Hi im stuck on this one. Anyone got a step by step. Thanks
It has to do with Rolles Theorem, and mean value theorems.
1. Show that the equation 2(x) -1 - sinx = 0 has exactly one real root
2007-11-15 08:57:55 · 2 answers · asked by brobo8 1 in Science & Mathematics ➔ Mathematics
Rolle's Theorem says that if a function f has two roots, a and b, where
f(a) = f(b) = 0,
then somewhere between a and b there exists a number c such that f'(c) = 0.

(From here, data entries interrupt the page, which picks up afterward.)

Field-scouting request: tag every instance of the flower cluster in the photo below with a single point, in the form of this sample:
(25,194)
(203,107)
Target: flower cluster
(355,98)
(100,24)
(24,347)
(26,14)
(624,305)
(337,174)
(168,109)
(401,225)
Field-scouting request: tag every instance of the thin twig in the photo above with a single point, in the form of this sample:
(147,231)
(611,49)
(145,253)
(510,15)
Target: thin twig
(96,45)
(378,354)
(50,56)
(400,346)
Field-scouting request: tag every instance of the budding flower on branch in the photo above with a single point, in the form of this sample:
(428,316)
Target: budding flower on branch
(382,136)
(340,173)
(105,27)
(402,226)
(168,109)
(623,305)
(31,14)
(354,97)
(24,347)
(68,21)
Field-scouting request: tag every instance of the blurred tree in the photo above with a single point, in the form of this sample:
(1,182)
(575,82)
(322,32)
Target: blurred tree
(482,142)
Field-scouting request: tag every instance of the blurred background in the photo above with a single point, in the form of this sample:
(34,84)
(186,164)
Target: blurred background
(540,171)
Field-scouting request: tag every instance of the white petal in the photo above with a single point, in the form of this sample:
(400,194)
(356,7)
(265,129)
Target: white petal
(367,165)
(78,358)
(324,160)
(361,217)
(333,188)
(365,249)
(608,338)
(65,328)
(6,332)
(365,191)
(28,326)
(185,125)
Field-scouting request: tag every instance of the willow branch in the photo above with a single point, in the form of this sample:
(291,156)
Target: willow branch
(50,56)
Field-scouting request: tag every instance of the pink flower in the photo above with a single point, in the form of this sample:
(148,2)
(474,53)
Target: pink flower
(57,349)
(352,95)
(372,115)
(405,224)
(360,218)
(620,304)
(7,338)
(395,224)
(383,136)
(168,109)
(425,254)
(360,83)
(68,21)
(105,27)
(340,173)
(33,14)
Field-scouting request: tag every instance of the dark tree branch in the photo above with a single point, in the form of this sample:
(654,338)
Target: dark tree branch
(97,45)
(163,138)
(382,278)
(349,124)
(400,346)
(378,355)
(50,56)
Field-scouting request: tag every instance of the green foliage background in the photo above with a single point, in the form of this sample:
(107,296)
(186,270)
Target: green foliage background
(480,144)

So if there is no point at which the derivative f'(x) is equal to 0, then f cannot have two roots a and b.
Given the function
f(x) = 2x - 1 - sin x
we differentiate to get
f'(x) = 2 - cos x
Obviously f'(x) can never be zero, since cos x is always between (or equal to) 1 and -1.
So, by Rolle's theorem, f(x) cannot have two roots.
But f(-1) < 0 and f(1) > 0, so by the mean value theorem,
there must be a root r between -1 and 1 where
f(r) = 0
So, there is at least one root, but there cannot be two roots.
Therefore the number of roots must be exactly one.
2007-11-15 10:07:18 · answer #1 · answered by jim n 4 · 0⤊ 0⤋
Notice that the derivative is 2 + cos x. Since -1 <= cos x <= 1, this function is always increasing. At x = -1 the function is < 0, and at x = 3 the function > 0. Since it is continuous, it takes on the value 0 (between the negative value and the positive value). Since it is always increasing, it takes on the value 0 only once.
2007-11-15 18:36:13 · answer #2 · answered by Tony 7 · 0⤊ 0⤋